Bocage, Cantata à Morte de Inês de Castro
Poema de Fiama H. P. Brandão
Inês de Castro
Teceram-lhe o manto
Para ser de morta
Assim como o pranto se tece na roca
Assim como o trono
E como o espaldar
Foi igual o modo
De a chorar
Só a morte trouxe
Todo o veludo
No corte da roupa
No cinto justo
Também com o choro
Lhe deram um estrado
Um firmal de ouro
O corpo exumado
O vestido dado
Como a choravam
Era de brocado
Não era escarlata
Também de pranto
A vestiram toda
Era como um manto
Mais fino que a roupa
Fiama H.P.Brandão, Obra Breve
Poema de Ruy Belo
Pedro e Inês
Tu amavas o sol perdidamente
E tudo te pedia um pouco do perfume do pomar
Aurora não do dia aurora do amor
Alegria tão forte que causava dor
Nave de pedra em luz transfigurada
Há cotovias já no teu silêncio
Há coisas de outra idade neste dia
Que afugentou os rouxinóis da noite
É manhã nas estrelas vai alguém casar
Pedra de pedra pedra intensamente
Testamento lavrado sendo já alto o serão
Alguém casou alguém morreu de amor
Após a sua postrimeira dor
Talvez um dia eu volte lá dessa cidade
Somente minha e de mais ninguém
A vida era a mágoa para mim que só pedia
A beleza contida num pequeno copo de água
Ninguém profundamente me conhece
Nem talvez isso interesse a alguém
E os íntimos menos que a ninguém
Bailador e Monteiro e justiceiro
Pedro primeiro Pedro derradeiro
Ruy Belo, “ A Margem da Alegria”, 1973, (fragmento final) in Obra Poética de Ruy Belo, vol.2, Ed.
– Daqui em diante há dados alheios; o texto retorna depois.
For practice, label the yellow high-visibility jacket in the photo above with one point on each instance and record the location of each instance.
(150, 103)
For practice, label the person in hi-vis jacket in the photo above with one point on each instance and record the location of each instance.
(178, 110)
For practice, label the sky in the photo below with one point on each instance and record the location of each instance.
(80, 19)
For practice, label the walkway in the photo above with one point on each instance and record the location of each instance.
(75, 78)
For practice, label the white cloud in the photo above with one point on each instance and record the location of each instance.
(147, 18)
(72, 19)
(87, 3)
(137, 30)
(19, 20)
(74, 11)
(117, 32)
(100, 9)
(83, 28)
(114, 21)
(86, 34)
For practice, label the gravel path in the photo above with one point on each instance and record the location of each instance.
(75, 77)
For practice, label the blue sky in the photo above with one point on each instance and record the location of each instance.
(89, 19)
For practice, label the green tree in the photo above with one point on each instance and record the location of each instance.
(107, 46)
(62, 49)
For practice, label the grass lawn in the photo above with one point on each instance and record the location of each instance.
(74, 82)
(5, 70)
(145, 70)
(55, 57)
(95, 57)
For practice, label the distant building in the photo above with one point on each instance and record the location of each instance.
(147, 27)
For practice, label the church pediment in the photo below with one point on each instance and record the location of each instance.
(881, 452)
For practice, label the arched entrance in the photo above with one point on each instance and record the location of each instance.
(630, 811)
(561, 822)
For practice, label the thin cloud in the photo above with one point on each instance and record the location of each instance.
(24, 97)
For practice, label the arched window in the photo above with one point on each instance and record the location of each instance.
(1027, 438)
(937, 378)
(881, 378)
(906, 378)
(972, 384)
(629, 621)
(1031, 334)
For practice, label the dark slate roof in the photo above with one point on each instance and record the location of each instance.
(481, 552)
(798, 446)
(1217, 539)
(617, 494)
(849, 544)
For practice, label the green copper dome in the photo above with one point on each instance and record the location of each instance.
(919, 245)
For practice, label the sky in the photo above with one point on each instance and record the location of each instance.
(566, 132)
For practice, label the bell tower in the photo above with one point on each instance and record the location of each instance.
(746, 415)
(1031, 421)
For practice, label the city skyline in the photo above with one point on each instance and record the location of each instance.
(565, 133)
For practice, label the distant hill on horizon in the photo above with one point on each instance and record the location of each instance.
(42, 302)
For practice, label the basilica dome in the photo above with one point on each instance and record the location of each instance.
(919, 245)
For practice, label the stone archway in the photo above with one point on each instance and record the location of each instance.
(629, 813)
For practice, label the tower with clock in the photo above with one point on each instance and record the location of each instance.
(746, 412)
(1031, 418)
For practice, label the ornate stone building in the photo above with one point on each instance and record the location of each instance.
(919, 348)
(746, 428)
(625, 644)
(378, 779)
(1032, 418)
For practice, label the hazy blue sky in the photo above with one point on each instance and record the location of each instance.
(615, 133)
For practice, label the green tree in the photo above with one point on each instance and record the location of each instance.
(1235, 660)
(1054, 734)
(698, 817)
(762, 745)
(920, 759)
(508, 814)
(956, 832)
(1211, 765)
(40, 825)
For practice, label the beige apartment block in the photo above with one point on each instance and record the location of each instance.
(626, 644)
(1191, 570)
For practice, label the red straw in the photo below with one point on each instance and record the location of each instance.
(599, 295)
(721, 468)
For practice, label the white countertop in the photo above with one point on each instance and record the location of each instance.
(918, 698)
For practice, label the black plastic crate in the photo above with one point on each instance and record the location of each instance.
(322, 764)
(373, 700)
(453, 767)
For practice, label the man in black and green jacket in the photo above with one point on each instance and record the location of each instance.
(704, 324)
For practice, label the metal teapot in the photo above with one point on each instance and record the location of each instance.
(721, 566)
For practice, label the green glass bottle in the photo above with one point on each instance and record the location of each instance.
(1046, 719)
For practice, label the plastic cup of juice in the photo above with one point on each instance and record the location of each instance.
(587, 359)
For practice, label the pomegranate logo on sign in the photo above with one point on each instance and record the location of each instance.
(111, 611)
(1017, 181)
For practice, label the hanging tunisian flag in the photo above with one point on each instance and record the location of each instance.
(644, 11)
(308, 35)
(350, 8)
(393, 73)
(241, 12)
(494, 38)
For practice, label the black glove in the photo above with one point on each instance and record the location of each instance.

Presença
Poema de José Carlos Ary dos Santos
José Carlos Ary dos Santos (n. 1937 – m.1984)
Soneto de Inês
Dos olhos corre a água do Mondego
Os cabelos parecem os choupais
Inês! Inês! Rainha sem sossego
Dum rei que por amor não pode mais.
Amor imenso que também é cego
Amor que torna os homens imortais.
Inês! Inês! Distância a que não chego
Morta tão cedo por viver demais.
Os teus gestos são verdes os teus braços
São gaivotas poisadas no regaço
Dum mar azul turquesa intemporal.
As andorinhas seguem os teus passos
E tu morrendo com os olhos baços
Inês! Inês! Inês de Portugal
José Carlos Ary dos Santos, in Obra Poética
Poema I
MEMÓRIA
Inês, Inês,
O tempo fere mais que o sangue!
Inês em nós,
Amor que as pedras amacia.
Memória, lume vivo,Eterna melodia.
Águas do Mondego,
Que grito fatal vos rasgou o leito?!
Amor nascido sem medo,
Por isso verdadeiro.
Doces no passar ameno,
Madrigais de silêncio,
Soluços de nunca mais
Despertando ervas frias,
Testemunhas de punhais.
Eduardo ArosoIn
«Habitante Sensível»(Universitária Editora, 1997)
Poema II
A Ulina Soneto dedicatório
Da miseranda Inês o caso triste
Nos tristes sons,que a mágoa desafina,
Envia o terno Elmano à terna Ulina,
Em cujos olhos seu prazer consiste.
Paixão, que, se a sentir, não lhe resiste
Nem nos brutos sertões alma ferina,
Beleza funestou quase divina,
De que a memória em lágrimas existe.
Lê, suspira, meu bem, vendo um composto
De raras perfeições aniquilado
Por mãos do Crime, à Natureza oposto.
Tu és cópia de Inês, encanto amado;
Tu tens seu coração, tu tens seu rosto...
Ah!, defendam-te os Céus de ter seu fado!